More than a game for Jeff Howard
For Dr. Jeff Howard, DSU’s assistant professor of game development and design, there is more to video games than just what meets the eye. Howard helps students and other designers dig into the storyline of these video games to make them, just that, a story. The storyline envelopes the player and takes them through an adventure interactively, which turns a mediocre game into a legendary one.
For those who believe that video games consist only of a bunch of fighting and button-mashing thrown onto a flat screen TV, Howard’s classes would make you think twice. Howard teaches game design classes within the narrative design focus area of the major, including popular game genres, such as survival horror (think Silent Hill), action-adventure (Tomb Raider), and strategy (Civilization). He also assists students in developing magic and combat systems, the game mechanics. Classical and contemporary mythology plays a large role in many games, which Howard teaches in myth and media classes.
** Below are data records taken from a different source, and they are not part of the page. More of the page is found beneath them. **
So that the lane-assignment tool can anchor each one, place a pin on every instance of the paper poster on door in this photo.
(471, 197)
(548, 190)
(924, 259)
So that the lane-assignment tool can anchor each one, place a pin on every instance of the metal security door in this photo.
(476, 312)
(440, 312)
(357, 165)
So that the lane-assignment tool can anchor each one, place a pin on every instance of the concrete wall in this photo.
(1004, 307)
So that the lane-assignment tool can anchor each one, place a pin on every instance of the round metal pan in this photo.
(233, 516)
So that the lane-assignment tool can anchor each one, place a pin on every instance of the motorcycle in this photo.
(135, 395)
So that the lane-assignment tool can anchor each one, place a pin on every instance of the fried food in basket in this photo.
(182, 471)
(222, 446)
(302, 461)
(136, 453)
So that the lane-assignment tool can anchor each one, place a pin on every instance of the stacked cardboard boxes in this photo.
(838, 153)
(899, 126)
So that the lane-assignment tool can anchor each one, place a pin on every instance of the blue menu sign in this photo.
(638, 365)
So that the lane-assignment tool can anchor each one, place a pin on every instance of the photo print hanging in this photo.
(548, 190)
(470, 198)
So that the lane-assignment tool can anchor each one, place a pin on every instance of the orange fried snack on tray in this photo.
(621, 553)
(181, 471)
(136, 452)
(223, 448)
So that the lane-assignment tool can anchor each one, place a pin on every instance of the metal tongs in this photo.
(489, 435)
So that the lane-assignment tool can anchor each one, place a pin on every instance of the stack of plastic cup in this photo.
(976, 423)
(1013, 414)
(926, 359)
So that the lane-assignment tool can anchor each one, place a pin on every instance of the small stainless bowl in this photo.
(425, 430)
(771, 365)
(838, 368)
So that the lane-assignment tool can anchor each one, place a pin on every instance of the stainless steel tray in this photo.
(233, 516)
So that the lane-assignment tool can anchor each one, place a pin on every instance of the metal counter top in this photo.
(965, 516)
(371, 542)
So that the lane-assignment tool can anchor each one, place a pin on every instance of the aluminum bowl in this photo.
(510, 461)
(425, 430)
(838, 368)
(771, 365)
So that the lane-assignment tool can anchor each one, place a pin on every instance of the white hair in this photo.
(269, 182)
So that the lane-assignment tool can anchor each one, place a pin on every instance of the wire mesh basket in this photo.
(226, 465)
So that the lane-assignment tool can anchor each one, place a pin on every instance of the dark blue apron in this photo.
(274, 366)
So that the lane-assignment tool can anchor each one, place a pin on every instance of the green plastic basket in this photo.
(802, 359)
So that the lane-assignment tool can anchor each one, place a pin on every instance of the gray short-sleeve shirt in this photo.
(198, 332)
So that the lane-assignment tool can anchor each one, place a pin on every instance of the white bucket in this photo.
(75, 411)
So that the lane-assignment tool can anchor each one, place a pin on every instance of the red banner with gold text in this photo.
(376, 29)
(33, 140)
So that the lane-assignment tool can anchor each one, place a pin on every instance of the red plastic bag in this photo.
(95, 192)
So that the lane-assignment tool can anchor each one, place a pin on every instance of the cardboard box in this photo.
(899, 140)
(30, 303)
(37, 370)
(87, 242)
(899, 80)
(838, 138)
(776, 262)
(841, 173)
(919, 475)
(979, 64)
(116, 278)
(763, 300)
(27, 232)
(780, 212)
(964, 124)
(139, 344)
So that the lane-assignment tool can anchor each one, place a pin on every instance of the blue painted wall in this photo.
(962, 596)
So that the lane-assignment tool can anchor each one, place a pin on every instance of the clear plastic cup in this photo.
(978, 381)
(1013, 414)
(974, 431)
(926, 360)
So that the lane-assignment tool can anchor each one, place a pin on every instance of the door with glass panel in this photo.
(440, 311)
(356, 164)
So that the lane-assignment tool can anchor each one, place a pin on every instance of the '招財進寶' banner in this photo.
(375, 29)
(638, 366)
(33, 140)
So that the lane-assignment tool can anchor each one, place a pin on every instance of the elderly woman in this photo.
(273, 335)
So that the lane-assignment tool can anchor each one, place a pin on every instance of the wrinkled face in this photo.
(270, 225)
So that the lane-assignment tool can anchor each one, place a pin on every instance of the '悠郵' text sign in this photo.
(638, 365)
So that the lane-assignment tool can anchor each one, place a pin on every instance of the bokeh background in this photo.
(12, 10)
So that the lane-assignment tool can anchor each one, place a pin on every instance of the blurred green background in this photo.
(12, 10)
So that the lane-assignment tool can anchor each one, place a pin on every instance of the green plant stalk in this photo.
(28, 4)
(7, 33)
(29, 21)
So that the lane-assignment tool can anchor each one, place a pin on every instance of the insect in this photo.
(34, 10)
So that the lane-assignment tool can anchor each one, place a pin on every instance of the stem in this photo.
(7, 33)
In addition to teaching, Howard does extensive research and publishing on the narratives and experience of game design. He authored Quests: Design, Theory, and History in Games and Narratives, featured on Electronic Arts Senior Designer, Sean M. Baity’s must read list for aspiring game designers. Howard recently signed a contact with CRC Press/Taylor and Francis for a book entitled Game Magic: A Game Designer’s Guide to Magic Systems in Theory and Practice.
Wizardry and sorcery are common elements of game play, and many video games feature magic systems. A magic system is any set of rules and symbols designed to simulate magic, the alteration of reality through metaphysical forces.
“All too often, though, game magic is repetitive or dull, just pressing an icon on a quickbar, waiting for the cool down period to elapse, then pushing the button again,” explained Howard. “The goal of the book is to help put the magic back into magic systems by re-connecting them with the sources of magic in human experience: myth, ritual, religion and the occult.”
Howard’s expertise recently awarded him the opportunity to present at the Game Developer’s Conference (GDC) Online 2012, a prestigious peer-reviewed industry conference in the field of game design. His talk will be part of the Game Narrative Summit portion of GDC, which is the longest-running, most prestigious event dedicated to state-of-the-art storytelling in video games.
His presentation, “Occult Game Design: An Initiation into Secrets and Mysteries,” explores effective approaches to gradually uncovering a mysterious narrative universe. Drawing both on his experiences as a game educator and an independent designer, Howard highlights the purposeful creation of a sense of mystery through intertwined mechanics and narrative, individually cryptic but mutually reinforcing.
“Occult design enables puzzles that are pervasive and organic rather than localized and artificial. The cumulative effects heighten player engagement, enable rich player communities, and keep the players satisfied, but still wanting more.”
Along with writing, teaching and speaking about game design, Howard keeps busy creating games as well. He currently works on a transmedia game design project called Arcana, a portion which will be developed with a team of DSU students this next year.